First let's take a look at the data set A.  For the first part of this lab, load the training dataset into a dataframe.  DataFrames have an option `infer_datatime_format` which, when set to `True`, will automatically infer dates. Setting this will save time and steps in data preparation. 

Once the data is loaded, call the usual series of exploratory functions and most importantly, plot the data.

In [None]:
# Your code here



## Step Two:  Fit an ARIMA Model
Since we are dealing with time series data, let's train an ARIMA model and see how well this technique fits the actual data. 

ARIMA has three parameters:

* `p` (`ar`):  The number of lag observations included in the model
* `d` (`integ`): The number of times the raw observations are differenced
* `q` (`ma`):  The size of the moving average window

For the ARIMA model, use 11 for both the `ar` and `ma` parameters, and 0 for the `integ` parameter. The `ARIMA` function in PyFlux has a series of functions 

PyFlux has a series of plotting functions to visualize the model's performance including:

* `plot_fit()`:  This plot compares the fit of the ARIMA model with the actual data
* `plot_predict_is()`: This plot compares the predictions with the data. 
* `plot_predict()`: This plot compares the predictions and the confidence of the predictions

Run these all these plots on your model and see how well it forecasts the data.

Full documentation available here: https://pyflux.readthedocs.io/en/latest/arima.html

In [None]:
# Your code here...


## Step Three:  Find Anomalies in the CPU data
Using data set `B` train a new model.
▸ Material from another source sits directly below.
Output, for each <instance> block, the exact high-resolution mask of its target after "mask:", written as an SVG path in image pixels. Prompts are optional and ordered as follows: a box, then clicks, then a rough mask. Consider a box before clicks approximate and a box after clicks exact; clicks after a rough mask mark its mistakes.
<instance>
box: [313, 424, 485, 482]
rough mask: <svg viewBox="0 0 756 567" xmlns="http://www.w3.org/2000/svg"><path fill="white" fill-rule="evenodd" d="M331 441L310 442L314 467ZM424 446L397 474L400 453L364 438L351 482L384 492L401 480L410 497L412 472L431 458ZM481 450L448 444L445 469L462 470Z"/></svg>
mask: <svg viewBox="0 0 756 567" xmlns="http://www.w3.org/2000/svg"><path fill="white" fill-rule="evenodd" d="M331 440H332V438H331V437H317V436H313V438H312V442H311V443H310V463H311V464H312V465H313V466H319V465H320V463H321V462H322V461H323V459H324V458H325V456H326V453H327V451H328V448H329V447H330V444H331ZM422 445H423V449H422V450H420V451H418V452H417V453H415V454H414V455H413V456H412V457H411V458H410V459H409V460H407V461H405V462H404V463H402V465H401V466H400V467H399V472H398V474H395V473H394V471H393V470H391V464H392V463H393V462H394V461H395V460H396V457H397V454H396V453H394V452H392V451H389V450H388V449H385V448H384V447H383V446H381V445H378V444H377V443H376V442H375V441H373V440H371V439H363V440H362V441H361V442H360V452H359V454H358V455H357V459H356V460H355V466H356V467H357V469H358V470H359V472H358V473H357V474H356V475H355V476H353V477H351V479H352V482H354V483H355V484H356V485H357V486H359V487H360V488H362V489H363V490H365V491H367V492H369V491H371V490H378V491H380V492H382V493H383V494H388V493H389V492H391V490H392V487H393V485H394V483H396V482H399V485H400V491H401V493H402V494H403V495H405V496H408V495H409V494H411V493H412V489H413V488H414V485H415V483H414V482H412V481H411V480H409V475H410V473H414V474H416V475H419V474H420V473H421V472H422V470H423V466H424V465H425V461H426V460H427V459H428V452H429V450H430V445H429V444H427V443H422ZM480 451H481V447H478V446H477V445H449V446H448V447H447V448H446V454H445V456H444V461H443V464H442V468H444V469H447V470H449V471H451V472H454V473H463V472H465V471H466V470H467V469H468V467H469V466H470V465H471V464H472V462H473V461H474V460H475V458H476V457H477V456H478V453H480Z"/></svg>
Once you have a trained model, the next step is to call the `.predict()` method to generate 60 predictions.  

Next, compare the predictions with the actual values in the test set, similar to how we assess the accuracy of a classifier.  We will call the difference between the actual and predicted value the anomaly score.  Calculate the anomaly score for the test data.  Finally, plot the anomaly scores, and see if you can find the time intervals with the highest anomaly score. 

In "real life", if you were streaming this, the first instance of an anomaly score outside of a pre-determined threshold would cause an alert.

In [None]:
df2_train = # Your code here... Use cpu-train-b.csv
df2_test = # Your code here... Use cpu-test-b.csv

# More code here...

## Conclusion:
If all went well, you should see anomalous behavior at 10 seconds into the test data.  Remembering that the forecasting's confidence goes down over time, the first anomaly should be enough to throw an alert for investigation.